Si ce rapprochement conceptuel entre deux homonymes est plutôt comique, il n’empêche que le hockey helvétique vit une période charnière. Il traverse une crise existentielle sans précédent amplifiée par ces temps difficiles. L’octroi d’aides gouvernementales obligera vraisemblablement les clubs à une transparence qu’ils ne souhaitent pas forcément dans l’optique de la fixation d’un plafond salarial. L’augmentation quasi certaine du nombre d’étrangers pimente aussi les débats. Après la construction de nouvelles patinoires, le passage au sport business dans sa globalité et dans l’intérêt de tous ses membres ne se fera pas sans heurts. Admettre qu’il faille partager la tarte et se résigner à donner la chance à tous d’être champion un jour est encore un vœu pieux malheureusement.

Le sport, l’opium du peuple

En ces jours d’Halloween, il fallait absolument distribuer des bonbons au bon peuple. Enterrer notre hockey lors de la fête des morts aurait été morbide en pleine crise du satané coronavirus. Car cela va bien au-delà du simple jeu qui consiste à mettre deux équipes sur une glace. Les victoires galvanisent les partisans et entraînent la satisfaction populaire. Les défaites provoquent la déception, voire une crise si la tendance négative traîne en longueur. On se retrouve ainsi dans l’univers des émotions, celui qu’on recherche à travers les compétitions sportives.

Dans ce domaine, les psychologues parlent du sport comme un remède, un antidote, une solution immédiate à nos maux sociaux. Le spectacle sportif endormirait la conscience critique, l’occuperait, la détournerait en la faisant rêver. Il apporterait un bonheur certes éphémère, mais qui est toujours bon à prendre. On parle même de l’effet narcotique du sport très bien résumé par l’expression « le sport, opium du peuple ». Des théories qui nous rappellent le besoin d’occuper notre cerveau à autre chose. Ce qui n’a jamais été aussi vrai qu’en 2020.

Rien de mieux qu’un derby pour nous requinquer et nous faire oublier la morosité ambiante. Puis regarder un match sur la canapé, sans masque, en jogging, c’est assez confortable. Avoir tous les ralentis est plutôt sympa. Être en désaccord (ou pas) avec le commentateur ou avec les analyses en studio interpellent. Pouvoir suivre l’ensemble de la soirée de hockey sans rien rater est un avantage.

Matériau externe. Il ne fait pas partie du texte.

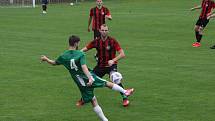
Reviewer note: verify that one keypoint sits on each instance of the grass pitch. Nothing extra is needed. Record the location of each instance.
(173, 80)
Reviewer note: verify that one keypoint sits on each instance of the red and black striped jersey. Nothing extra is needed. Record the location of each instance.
(207, 6)
(98, 16)
(106, 50)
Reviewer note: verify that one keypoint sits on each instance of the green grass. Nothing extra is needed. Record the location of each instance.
(173, 80)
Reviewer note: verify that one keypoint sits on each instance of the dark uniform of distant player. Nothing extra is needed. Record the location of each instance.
(98, 14)
(209, 17)
(206, 6)
(44, 6)
(75, 62)
(107, 47)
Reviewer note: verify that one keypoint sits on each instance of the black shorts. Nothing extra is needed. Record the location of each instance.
(96, 34)
(101, 71)
(202, 22)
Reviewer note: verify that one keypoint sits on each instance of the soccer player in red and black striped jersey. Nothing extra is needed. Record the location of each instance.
(107, 47)
(98, 16)
(206, 6)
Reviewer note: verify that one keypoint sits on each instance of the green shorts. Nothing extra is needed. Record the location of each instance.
(87, 92)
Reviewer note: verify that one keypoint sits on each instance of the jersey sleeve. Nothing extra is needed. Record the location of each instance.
(117, 46)
(91, 45)
(91, 12)
(83, 59)
(59, 60)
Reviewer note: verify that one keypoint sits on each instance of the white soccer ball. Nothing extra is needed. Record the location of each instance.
(116, 77)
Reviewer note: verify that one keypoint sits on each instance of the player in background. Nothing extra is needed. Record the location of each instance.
(44, 6)
(75, 62)
(98, 16)
(206, 6)
(107, 47)
(209, 17)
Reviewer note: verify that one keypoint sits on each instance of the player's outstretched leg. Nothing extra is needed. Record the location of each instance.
(97, 109)
(116, 87)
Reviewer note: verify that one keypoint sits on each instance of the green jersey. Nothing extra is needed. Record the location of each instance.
(73, 61)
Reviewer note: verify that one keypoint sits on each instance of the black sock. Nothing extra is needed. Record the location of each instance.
(123, 96)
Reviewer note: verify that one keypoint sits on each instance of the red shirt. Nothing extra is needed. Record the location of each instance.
(106, 50)
(207, 6)
(98, 16)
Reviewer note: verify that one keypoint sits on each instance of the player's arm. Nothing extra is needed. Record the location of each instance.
(84, 49)
(49, 61)
(118, 57)
(196, 7)
(89, 22)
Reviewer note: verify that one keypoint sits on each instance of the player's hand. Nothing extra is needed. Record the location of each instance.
(43, 58)
(90, 82)
(110, 62)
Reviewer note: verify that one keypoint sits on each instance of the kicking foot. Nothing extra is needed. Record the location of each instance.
(129, 92)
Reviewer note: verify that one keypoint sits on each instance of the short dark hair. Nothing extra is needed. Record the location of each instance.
(73, 39)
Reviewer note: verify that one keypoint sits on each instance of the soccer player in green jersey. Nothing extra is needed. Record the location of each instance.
(74, 60)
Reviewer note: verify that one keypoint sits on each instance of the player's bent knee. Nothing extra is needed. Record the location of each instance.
(116, 77)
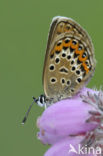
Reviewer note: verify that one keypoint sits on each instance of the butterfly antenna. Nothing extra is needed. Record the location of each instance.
(27, 113)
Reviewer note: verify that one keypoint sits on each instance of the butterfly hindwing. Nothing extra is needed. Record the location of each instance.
(69, 61)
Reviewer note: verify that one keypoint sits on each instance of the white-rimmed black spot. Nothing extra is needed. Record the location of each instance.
(63, 80)
(78, 62)
(65, 48)
(59, 43)
(67, 40)
(74, 42)
(63, 55)
(72, 90)
(53, 80)
(80, 47)
(57, 60)
(68, 27)
(75, 55)
(77, 72)
(73, 68)
(79, 80)
(63, 70)
(84, 55)
(72, 62)
(68, 82)
(51, 67)
(57, 52)
(68, 57)
(71, 50)
(51, 56)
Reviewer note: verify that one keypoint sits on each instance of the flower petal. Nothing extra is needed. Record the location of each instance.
(64, 118)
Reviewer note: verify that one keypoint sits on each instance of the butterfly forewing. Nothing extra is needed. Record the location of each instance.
(69, 61)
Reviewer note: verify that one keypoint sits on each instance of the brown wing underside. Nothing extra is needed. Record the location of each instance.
(69, 60)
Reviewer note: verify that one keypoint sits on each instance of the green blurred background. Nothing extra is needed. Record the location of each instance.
(24, 28)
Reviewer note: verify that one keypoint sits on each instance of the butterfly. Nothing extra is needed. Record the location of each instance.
(69, 61)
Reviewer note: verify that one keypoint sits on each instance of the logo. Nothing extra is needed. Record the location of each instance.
(85, 150)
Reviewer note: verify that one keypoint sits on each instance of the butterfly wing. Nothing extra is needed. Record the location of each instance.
(69, 61)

Au final, il est essentiel de considérer que tout ne se mesure pas en terme de revenus et de dépenses. Les retombées sociales des événements sportifs sont immenses quoique difficilement quantifiables. Pensons simplement aux jeunes qui rêvent de faire une carrière dans le sport. Ils s’entraînent et doivent faire preuve d’une grande volonté. Ils n’errent pas dans les rues. Ils sont encadrés par des clubs qui gardent souvent un œil sur l’aspect scolaire. Travail, discipline, abnégation, etc. Des valeurs importantes qui augmentent les probabilités d’en faire de bons citoyens. Un bénéfice qui ne se mesure pas, mais qui est très appréciable.

L’occasion de rappeler que l’important dans la vie, c’est ce qui compte. Et pas toujours ce qui se compte. L’essence même de cette introspection inévitable du milieu de notre existence, mieux connue sous l’expression « crise de la quarantaine ».